Apparently, for the month of April in 2022, the thing to do is put out some kinda weird tribute to a longtime actor, known for action roles among other things, and in a movie that is, as much as anything else, a tribute to the star. Except, I didn’t go see the Nicolas Cage tribute The Unbearable Weight of Massive Talent. Oh, I really want to, but I skipped trips to the movies for a couple weeks since I planned to see older relatives for Easter and didn’t want to risk a COVID infection. Easter being over, I backtracked to see something else with the plan to catch up on both the Cage movie and The Northman next week.

Instead, I went to see the great Michelle Yeoh in what is probably even weirder than the Cage flick, Everything Everywhere All at Once.

Evelyn Wang (Yeoh) is living a life of quiet disappointment. She and her husband Waymond (Ke Huy Quan) own a failing laundromat in America. Her Chinese father (James Hong) apparently does not approve of her, and he is currently staying with the couple. Waymond has divorce papers, though he doesn’t seem to want to give them to her. Their daughter, the symbolically-named Joy (Stephanie Hsu), is a lesbian with a loving girlfriend (Tallie Medel), but Evelyn won’t tell her father that and the unwillingness to say so is among many things that is driving a wedge between mother and daughter. On top of everything else, the Wangs are being audited by the IRS, and the auditor (Jamie Lee Curtis) is the type to take special pleasure in enforcing rules and not much else.

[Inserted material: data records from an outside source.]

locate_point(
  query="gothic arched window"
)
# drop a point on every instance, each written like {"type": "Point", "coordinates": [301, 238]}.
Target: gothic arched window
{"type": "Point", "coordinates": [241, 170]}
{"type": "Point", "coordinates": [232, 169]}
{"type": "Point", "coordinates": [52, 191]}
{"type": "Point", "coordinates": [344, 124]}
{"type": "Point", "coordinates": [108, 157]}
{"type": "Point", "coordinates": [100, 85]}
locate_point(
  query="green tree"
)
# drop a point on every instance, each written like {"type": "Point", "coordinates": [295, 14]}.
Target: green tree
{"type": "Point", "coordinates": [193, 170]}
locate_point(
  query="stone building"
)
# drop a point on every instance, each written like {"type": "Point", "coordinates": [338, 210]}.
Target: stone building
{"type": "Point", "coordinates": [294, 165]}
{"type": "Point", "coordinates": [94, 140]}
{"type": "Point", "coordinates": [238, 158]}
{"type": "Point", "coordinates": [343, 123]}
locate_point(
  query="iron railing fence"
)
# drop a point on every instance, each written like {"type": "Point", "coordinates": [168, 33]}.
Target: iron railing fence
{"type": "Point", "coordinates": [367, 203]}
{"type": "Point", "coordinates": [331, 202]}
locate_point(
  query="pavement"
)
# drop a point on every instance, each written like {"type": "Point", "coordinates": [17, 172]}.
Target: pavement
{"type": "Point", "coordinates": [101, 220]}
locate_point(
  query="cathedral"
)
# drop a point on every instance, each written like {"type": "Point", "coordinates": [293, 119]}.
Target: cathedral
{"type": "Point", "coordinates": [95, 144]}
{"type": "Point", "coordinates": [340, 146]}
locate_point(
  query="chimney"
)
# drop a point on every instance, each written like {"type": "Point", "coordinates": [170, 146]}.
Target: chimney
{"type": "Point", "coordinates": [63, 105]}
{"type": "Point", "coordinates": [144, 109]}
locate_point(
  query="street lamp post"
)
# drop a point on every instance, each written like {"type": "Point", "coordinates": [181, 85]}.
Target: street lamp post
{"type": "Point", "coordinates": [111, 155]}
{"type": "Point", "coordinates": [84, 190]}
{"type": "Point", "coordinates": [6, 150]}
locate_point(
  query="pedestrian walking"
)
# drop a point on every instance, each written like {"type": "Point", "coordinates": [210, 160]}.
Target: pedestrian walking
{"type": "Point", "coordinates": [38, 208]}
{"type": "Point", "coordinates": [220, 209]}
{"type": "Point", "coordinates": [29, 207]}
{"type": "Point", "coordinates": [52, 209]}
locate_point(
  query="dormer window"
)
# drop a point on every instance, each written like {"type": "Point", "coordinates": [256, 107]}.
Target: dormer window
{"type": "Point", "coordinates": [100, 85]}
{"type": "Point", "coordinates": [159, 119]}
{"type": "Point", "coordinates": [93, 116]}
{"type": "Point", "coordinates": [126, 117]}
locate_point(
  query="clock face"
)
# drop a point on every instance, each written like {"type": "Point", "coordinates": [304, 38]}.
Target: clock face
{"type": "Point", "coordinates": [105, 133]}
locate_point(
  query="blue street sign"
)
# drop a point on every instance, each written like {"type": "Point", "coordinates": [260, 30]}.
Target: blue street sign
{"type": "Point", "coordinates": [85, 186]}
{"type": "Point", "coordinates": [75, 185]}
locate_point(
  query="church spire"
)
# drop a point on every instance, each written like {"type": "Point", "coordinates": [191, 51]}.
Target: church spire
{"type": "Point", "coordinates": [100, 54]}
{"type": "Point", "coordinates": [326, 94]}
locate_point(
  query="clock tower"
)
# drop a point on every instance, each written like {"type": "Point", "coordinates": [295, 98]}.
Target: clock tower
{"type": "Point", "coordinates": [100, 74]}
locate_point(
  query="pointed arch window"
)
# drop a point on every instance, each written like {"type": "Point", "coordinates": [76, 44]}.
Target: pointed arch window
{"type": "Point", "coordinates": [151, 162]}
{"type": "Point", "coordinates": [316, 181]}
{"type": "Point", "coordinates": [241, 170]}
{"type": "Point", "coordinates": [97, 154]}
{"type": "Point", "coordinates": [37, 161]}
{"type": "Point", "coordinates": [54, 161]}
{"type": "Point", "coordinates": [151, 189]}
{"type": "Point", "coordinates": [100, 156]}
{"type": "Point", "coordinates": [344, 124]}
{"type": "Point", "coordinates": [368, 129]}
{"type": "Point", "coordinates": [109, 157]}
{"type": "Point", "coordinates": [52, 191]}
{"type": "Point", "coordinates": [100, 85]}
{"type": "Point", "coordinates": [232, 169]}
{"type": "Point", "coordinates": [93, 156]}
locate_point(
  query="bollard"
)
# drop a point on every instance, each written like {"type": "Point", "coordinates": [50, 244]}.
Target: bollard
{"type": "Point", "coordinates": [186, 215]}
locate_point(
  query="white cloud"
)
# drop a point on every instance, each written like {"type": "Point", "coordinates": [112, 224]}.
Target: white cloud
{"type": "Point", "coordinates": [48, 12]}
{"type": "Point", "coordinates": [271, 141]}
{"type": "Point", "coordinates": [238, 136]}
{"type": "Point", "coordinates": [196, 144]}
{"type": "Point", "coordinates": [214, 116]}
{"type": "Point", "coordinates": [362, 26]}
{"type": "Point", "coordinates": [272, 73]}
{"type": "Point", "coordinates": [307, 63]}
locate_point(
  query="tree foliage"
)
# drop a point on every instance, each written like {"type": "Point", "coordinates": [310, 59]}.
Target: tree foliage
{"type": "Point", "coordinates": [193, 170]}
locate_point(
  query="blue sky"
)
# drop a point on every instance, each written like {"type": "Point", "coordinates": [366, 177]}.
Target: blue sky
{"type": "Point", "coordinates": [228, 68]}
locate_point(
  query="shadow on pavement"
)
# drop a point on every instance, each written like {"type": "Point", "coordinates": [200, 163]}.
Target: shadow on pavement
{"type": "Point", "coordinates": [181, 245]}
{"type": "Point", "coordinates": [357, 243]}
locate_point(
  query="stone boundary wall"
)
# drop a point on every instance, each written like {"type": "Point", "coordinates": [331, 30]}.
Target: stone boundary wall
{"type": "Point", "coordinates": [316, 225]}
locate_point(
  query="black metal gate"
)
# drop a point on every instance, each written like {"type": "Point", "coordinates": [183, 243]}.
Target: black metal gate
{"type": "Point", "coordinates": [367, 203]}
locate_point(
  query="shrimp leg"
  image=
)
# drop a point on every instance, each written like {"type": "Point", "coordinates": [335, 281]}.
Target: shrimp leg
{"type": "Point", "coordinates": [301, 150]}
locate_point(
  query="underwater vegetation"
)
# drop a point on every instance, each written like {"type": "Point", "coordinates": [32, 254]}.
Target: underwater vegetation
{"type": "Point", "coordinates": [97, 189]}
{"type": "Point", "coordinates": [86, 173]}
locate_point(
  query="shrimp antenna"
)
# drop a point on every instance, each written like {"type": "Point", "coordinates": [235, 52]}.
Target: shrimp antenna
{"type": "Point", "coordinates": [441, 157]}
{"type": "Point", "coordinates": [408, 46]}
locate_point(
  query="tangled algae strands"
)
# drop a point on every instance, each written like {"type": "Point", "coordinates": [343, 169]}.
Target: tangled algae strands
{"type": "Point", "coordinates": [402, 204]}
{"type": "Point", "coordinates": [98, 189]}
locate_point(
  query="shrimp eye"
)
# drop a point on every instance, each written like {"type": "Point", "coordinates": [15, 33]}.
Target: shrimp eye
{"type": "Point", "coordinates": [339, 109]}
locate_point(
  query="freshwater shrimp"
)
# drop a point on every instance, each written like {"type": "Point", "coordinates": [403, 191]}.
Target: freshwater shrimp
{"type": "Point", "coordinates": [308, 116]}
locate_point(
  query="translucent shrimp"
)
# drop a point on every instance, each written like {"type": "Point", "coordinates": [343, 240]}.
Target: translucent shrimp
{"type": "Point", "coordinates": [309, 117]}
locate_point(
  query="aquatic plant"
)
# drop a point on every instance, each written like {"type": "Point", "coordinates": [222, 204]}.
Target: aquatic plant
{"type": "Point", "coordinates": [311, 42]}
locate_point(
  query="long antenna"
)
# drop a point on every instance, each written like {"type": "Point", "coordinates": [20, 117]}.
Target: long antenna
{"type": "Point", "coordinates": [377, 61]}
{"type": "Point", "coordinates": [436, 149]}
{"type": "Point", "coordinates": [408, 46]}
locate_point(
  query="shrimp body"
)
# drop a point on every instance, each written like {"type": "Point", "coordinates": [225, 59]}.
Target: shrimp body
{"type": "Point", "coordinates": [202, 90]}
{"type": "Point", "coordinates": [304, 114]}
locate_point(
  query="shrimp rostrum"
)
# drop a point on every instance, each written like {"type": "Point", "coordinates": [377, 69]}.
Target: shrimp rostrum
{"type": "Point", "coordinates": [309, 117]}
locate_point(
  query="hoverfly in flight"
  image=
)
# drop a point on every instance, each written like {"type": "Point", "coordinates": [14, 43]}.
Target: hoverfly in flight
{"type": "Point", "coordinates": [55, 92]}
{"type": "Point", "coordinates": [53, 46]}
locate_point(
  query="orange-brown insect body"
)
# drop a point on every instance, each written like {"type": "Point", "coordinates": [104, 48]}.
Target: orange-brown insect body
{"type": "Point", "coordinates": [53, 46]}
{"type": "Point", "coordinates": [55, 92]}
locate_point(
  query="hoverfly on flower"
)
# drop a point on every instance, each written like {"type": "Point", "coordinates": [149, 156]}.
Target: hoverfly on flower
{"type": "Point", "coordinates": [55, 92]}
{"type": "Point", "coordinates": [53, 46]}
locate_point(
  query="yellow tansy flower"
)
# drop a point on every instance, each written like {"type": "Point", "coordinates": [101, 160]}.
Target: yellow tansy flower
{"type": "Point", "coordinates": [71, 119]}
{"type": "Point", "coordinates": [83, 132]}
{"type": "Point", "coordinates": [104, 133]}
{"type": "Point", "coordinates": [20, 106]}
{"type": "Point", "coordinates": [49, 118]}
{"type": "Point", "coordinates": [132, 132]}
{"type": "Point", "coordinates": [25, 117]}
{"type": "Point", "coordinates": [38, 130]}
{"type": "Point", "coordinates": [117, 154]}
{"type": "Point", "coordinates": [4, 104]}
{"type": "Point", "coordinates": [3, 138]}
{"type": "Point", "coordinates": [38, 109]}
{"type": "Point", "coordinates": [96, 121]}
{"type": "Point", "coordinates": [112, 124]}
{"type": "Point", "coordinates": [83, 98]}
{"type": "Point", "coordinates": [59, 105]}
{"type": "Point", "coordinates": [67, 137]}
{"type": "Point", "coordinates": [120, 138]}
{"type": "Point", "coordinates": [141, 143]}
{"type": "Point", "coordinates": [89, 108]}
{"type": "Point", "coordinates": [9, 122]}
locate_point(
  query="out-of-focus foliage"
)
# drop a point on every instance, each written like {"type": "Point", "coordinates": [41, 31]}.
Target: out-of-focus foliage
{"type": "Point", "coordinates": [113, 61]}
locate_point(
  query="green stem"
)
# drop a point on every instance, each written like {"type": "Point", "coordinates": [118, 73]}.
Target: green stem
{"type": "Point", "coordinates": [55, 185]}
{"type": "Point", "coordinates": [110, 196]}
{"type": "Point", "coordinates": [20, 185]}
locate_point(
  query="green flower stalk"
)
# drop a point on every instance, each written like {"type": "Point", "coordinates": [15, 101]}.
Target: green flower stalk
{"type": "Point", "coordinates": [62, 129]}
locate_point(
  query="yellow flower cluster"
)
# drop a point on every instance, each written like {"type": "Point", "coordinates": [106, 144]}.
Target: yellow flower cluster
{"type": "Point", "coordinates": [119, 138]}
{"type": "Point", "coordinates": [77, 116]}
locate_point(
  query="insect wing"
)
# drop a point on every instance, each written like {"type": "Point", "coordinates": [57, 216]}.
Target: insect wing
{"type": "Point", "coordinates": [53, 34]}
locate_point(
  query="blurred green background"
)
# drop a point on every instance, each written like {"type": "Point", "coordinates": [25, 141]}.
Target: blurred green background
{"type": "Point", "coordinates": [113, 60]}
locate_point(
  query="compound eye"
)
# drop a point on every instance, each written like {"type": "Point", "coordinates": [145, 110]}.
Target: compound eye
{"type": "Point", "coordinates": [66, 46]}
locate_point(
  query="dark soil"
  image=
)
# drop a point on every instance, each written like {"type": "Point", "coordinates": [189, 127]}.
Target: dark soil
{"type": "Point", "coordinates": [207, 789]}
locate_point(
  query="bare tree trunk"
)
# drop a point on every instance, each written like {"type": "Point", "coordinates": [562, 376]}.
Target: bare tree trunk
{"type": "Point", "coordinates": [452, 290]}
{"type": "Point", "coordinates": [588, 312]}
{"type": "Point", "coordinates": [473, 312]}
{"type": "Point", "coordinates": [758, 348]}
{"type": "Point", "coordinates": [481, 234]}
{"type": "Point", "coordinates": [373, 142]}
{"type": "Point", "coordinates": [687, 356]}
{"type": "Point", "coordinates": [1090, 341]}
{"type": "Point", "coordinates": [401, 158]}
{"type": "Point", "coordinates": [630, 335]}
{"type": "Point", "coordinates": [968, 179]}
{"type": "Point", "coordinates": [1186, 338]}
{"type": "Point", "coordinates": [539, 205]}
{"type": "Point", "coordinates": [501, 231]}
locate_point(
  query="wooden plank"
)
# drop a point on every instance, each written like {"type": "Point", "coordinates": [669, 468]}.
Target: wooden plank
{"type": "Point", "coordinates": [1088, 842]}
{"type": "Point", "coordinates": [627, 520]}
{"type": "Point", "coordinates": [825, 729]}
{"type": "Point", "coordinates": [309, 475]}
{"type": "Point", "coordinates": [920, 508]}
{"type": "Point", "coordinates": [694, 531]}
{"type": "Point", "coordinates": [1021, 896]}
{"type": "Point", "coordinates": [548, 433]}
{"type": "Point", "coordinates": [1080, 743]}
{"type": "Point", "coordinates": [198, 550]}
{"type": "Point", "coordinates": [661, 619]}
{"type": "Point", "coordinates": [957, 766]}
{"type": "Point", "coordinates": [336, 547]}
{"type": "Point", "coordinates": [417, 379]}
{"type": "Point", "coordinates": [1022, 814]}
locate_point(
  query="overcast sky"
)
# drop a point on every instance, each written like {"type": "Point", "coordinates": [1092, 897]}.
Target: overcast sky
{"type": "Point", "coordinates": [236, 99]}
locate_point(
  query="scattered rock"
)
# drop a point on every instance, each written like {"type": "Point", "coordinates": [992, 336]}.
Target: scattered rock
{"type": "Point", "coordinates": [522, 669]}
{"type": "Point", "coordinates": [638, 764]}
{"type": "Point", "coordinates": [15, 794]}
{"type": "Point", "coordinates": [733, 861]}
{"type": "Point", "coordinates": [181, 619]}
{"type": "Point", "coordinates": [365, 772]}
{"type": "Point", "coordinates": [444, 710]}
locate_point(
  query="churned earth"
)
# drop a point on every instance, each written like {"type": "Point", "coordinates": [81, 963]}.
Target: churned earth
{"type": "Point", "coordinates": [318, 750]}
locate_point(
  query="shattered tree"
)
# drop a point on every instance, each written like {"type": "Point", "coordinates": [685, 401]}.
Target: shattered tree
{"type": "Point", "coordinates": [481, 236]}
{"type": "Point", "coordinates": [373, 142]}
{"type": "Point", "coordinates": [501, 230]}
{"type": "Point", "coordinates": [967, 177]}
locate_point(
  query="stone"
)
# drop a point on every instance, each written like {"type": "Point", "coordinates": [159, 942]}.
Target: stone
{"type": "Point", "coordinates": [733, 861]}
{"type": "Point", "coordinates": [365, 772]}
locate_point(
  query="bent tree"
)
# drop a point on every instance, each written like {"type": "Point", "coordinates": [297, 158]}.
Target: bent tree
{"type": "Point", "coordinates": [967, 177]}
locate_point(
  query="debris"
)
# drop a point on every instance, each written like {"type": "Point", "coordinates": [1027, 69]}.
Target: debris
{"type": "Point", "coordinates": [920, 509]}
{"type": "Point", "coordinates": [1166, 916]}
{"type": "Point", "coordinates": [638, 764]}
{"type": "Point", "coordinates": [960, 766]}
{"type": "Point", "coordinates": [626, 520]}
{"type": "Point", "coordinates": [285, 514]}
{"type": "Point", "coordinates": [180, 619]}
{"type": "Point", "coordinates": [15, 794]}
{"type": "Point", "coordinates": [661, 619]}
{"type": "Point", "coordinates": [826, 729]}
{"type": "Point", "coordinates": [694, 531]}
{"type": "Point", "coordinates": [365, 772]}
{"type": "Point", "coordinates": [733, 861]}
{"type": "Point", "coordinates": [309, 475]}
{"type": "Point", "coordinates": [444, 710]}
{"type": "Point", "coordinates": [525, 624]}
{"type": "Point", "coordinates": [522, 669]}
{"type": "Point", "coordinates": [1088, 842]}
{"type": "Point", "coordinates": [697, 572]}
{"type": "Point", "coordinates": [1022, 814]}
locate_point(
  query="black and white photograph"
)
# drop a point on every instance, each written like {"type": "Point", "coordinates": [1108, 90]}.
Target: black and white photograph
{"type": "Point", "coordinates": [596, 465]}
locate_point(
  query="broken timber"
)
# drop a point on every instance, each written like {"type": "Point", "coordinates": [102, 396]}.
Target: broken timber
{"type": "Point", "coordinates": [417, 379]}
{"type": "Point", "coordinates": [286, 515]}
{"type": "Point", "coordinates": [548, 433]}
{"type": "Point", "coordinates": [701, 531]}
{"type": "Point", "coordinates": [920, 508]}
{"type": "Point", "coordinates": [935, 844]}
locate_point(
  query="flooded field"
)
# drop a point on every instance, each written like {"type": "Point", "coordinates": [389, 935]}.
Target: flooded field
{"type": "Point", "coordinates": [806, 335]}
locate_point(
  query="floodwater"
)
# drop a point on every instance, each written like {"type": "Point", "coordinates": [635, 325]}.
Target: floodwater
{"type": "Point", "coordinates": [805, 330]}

But there’s more to all this than simply Evelyn has tried and failed at many different things in her life: her husband is sometimes not her husband. Apparently, there’s a mutliverse where every decision anyone has ever made splits off into a new universe where the opposite decision was made. One Waymond knows how to hop between realities and possess different versions of himself. He says Evelyn can do something similar: by doing something improbable and often weird, she can access the skills, emotions, memories, and knowledge of other versions of herself. And there are some really weird universes out there, but the problem is there is a great evil in the multiverse, one that is wiping out different Evelyns, Waymonds, and perhaps whole universes, but this Waymond thinks this Evelyn, even with her many failures, may be able to stop that evil by tapping her other lives. Can she? And how?

This movie came from the A24 studio, and yeah, this is an A24 movie alright. It starts off weird and funny, then slowly morphs into something that is sentimental and perhaps even deep in places but always weird. Yes, Evelyn can perhaps save the multiverse, but not the way anyone else might think to. It helps that Yeoh is so damn good at what she does. Yes, she can be harried wife and mother, but she can also play a convincing martial arts movie star, to say nothing of the other very weird Evelyns that exist on different Earths, even weird ones like an Earth where humans evolved hot dogs for fingers. When the movie starts, it’s often quite funny, and often darkly funny at that. But once Evelyn and the movie figures out what it’s doing, the movie takes a turn to the more sentimental side.

It helps that as good as Yeoh is, the rest of the cast is just as good. Quan holds his own as Waymond, a man with arguably the opposite sentiment as his wife. Hong is generally a delight in anything. Hsu gives a solid performance herself. And Curtis is the perfect grumpy bureaucrat using whatever power she has to make other people miserable. However, the movie being what it is, each of these actors also plays alternate versions of these same characters, and again, no one gives a bad performance in this delightfully weird movie. If anything, it felt a little long as it got towards the end, but really, a movie like this is pretty much in my wheelhouse.